Bringing Down The Industrial Food System

Bringing Down The Industrial Food System

The story of food for the past hundred years has been one of industrialization. This is true of farming — we’ve gone from horses to 600 horsepower tractors — but it is just as true of food processing. While canned food has existed since the 1800s, it only became commonplace in the 20th century, which is also when the techniques needed to combine individual starches, proteins, fats, colorings, flavors, and preservatives into novel foods came online. The result of these techniques is ultra-processed food, or UPF.

Populations of developed and developing countries around the world have exchanged diets based on whole ingredients for ones in which prepackaged foods make up an ever larger share. We’ve traded meat and potatoes for fast food burgers and fries, a trade that has made many of us unhealthy while making food processors rich.

The business model of the food system relies on processing. The value comes from taking cheap ingredients like derivatives of corn and soy, adding other ingredients to make them taste good, putting them in attractive and convenient packaging, and then marking up the price. A food company pays pennies for the actual calories in a bag of chips, then sells it for several dollars.
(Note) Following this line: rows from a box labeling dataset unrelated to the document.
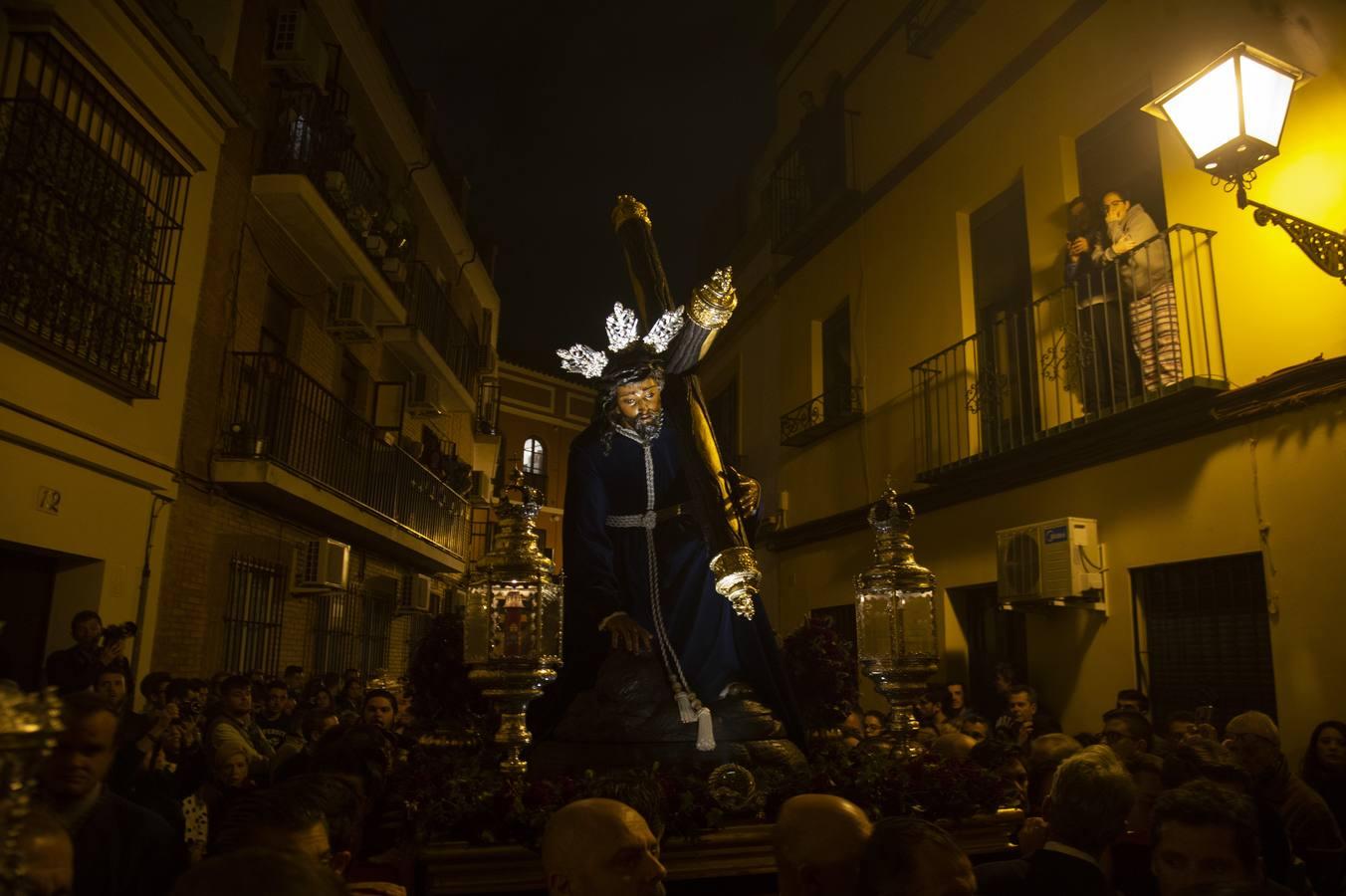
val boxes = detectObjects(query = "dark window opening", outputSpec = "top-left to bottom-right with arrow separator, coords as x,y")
1131,553 -> 1276,729
221,557 -> 286,674
971,180 -> 1037,451
949,582 -> 1028,723
1075,95 -> 1169,230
All the margin comes from proprietary processing techniques and good marketing.

But this means the food system as we know it runs on ultra-processed food. Remove UPF and the vast majority of the companies that churn out the colorful boxes and bags that fill supermarket shelves would have no reason to exist. Quite simply, they would not make any money.

This is a huge challenge. Recognizing the dangers of UPF threatens hugely profitable multinational corporations. If there is no possible accommodation, no way to make healthy UPF, no good alternative to eating more real food and less Pringles, then any movement that seeks to reduce or remove UPF from diets poses an existential threat to the Coca-Colas of the world, and big companies are not known for willingly participating in their own demise.

I would expect strong pushback to any government recommendations that people categorically avoid or even seek to limit UPF, let alone efforts to label UPF, require health warnings on it, or any more extreme measures to limit its proliferation. I would expect strong pushback from industry funded researchers and nutritionists to the notion that UPF as a whole can rightly be blamed for anything, rather than too much sugar, too much fat, or too much something else that could be tweaked without actually changing the fundamental economics of food processing.

But I also see real possibility here. The story of ultra-processed food and the companies that make it is one of endless expansion; whenever any trend takes off, be it reducing fat or sugar, or labeling like “organic” or “non-GMO,” the food industry incorporates it, making low fat or low sugar ice cream or organic frozen pizza.

Broad skepticism of UPF would undercut this dynamic. The only way to make potatoes or lettuce or beef special is at the farm level. Consumers trying to find high quality, simple ingredients could, at least in theory, end up getting more food from small farms rather than big companies. 

I’ll be the first to admit that even if a trend away from UPF and towards real food develops it is unlikely to be powerful enough to bring down Kraft and General Mills. But such things take time, and what starts small can grow. Replacing even a modest proportion of UPF in our diets could only be for the good, and who knows what the food landscape will look like in a few decades. It’s nice to think there’s at least a possibility it will be better.

1 comments

Greg Jackson @ Mon, Mar 18, 24

It seems odd, almost, that our family meals rarely contain any UPF (that doesn’t count all the junk food our kids buy at Wawa). While we DO eat processed food (pasta, for example), rarely does any UPF sneak in. Even our sausage is made from our own lamb, process in a local abattoir (I’ve not yet got the time to make my own, although I do have a grinder…). Dinner tomorrow will be shepherd’s pie, with our own ground lamb, peas, carrots, potatoes and probably a little corn starch. Note: those of you who make Shepherd’s Pie with ground beef should be in prison. :-). Most of our meals are like this and we’ve found that we don’t miss the hamburger helper, macaroni and cheese (ok, “I” miss it…) but whole wheat elbows and real cheddar cheese sauce is awesome (oh Velveeta, I loved you!). Do we use some processed foods? Sure. Soy sauce, Sriracha, etc., But with a little planning, cooking real food doesn’t take much time.